This folio illustrates a story from the Uttara Kanda, the final book of the Ramayana. After his coronation in the city of Ayodhya, Rama begins the kingly ritual of the horse sacrifice, the ashvamedha. For a period of one year, a horse, accompanied by an army led by Rama’s brother Shatrughna, travels the vast lands of the subcontinent marking the territory of Rama’s kingdom, after which the horse will be sacrificed.

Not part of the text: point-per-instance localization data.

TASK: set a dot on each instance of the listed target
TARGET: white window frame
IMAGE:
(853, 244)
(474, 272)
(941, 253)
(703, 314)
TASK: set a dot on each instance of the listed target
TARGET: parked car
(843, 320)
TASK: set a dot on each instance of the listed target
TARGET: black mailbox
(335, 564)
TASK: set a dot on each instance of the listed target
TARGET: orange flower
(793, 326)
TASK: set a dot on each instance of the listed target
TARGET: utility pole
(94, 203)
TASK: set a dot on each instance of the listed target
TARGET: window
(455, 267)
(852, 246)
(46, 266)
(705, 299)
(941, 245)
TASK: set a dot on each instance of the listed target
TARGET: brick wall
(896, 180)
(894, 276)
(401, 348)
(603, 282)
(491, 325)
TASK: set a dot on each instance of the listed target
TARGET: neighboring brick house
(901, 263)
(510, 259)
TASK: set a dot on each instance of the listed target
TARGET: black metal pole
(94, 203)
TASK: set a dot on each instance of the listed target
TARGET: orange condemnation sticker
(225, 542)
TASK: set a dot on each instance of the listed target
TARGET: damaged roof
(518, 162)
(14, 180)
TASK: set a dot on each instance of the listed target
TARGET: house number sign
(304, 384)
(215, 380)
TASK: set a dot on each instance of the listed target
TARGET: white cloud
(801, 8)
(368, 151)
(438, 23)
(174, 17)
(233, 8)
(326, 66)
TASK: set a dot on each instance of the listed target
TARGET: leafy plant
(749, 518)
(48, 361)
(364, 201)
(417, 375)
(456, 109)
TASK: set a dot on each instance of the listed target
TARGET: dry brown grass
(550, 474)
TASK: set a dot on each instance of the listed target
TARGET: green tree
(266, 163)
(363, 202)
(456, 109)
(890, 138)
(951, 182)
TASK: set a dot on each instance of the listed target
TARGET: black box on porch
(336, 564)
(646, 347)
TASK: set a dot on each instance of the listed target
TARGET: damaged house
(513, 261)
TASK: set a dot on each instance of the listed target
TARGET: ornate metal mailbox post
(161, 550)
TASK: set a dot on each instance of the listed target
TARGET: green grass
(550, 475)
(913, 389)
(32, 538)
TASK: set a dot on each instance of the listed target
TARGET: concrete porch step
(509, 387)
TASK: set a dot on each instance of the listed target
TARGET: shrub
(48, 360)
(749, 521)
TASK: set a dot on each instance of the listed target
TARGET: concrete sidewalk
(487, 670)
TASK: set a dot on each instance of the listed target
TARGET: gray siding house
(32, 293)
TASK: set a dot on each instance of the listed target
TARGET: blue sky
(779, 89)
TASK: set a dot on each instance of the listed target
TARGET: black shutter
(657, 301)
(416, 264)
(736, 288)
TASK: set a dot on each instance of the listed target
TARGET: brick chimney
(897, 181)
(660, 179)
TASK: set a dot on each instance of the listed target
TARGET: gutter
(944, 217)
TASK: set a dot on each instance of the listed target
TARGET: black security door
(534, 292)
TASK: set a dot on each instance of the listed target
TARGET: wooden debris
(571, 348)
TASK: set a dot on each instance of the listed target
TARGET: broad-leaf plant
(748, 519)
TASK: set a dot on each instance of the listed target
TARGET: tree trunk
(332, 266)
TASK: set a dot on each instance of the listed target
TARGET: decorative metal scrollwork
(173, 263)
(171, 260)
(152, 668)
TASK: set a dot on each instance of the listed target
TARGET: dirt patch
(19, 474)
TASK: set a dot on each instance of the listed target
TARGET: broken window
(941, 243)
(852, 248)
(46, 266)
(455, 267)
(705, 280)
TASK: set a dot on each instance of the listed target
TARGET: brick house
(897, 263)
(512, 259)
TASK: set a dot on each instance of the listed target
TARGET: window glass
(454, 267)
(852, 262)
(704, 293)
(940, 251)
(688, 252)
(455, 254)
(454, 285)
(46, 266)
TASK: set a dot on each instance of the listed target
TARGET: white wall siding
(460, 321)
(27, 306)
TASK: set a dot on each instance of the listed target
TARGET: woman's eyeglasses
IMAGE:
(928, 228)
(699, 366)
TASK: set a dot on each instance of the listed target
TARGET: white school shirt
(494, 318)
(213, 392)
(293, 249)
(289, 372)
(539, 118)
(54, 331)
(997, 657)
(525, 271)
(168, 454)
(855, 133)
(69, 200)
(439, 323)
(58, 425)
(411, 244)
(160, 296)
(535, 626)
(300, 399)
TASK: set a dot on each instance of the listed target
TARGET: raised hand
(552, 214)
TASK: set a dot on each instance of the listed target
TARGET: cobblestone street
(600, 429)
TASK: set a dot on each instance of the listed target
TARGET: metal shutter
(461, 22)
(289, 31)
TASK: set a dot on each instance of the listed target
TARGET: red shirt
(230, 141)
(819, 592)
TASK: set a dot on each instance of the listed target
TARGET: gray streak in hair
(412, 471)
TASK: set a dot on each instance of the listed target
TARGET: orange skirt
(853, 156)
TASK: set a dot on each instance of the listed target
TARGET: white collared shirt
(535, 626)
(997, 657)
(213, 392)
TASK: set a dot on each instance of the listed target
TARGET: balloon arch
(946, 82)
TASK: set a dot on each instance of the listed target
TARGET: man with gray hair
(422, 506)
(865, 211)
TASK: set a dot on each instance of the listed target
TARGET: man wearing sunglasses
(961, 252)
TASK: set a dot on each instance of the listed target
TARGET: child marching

During the journey, the horse comes upon the hermitage of the great sage Valmiki, where, unbeknownst to Rama or his army, his wife Sita and their twins, Lava and Kusha, have been residing during their exile. As the horse wanders into the hermitage, Lava and Kusha capture it, along with the rest of Shatrughna’s army. In response, Rama sends army after army led by his remaining brothers to battle, not knowing that he is actually battling his only sons. After Lava and Kusha defeat the army after army, Rama himself goes into battle against his sons and is defeated as well.
This folio depicts several scenes from this battle. Moving clockwise from top left, Sita embraces her two sons, Valmiki instructs the twins at his hermitage, and Lava returns the captured Hanuman, Rama’s most ardent devotee, and Jambavan to the battlefield. The center image shows culmination of the battle with Rama and his armies; Rama (labeled as Shri Ramaji), all his brothers, Bharata, Shatrughna, and Lakshmana, as well as his closest companions, Sugriva, and Vibhishana have all been killed.
This particular version of the battle between Lava, Kusha, and their father, has been told in several versions of the Ramayana, the earliest of which is the Jaimini Bharata, a retelling of portions of another great Sanskrit epic, the Mahabharata. Contemporary folk versions of the Uttara Kanda are still performed in modern-day Andhra Pradesh, Assam, Odisha, and West Bengal.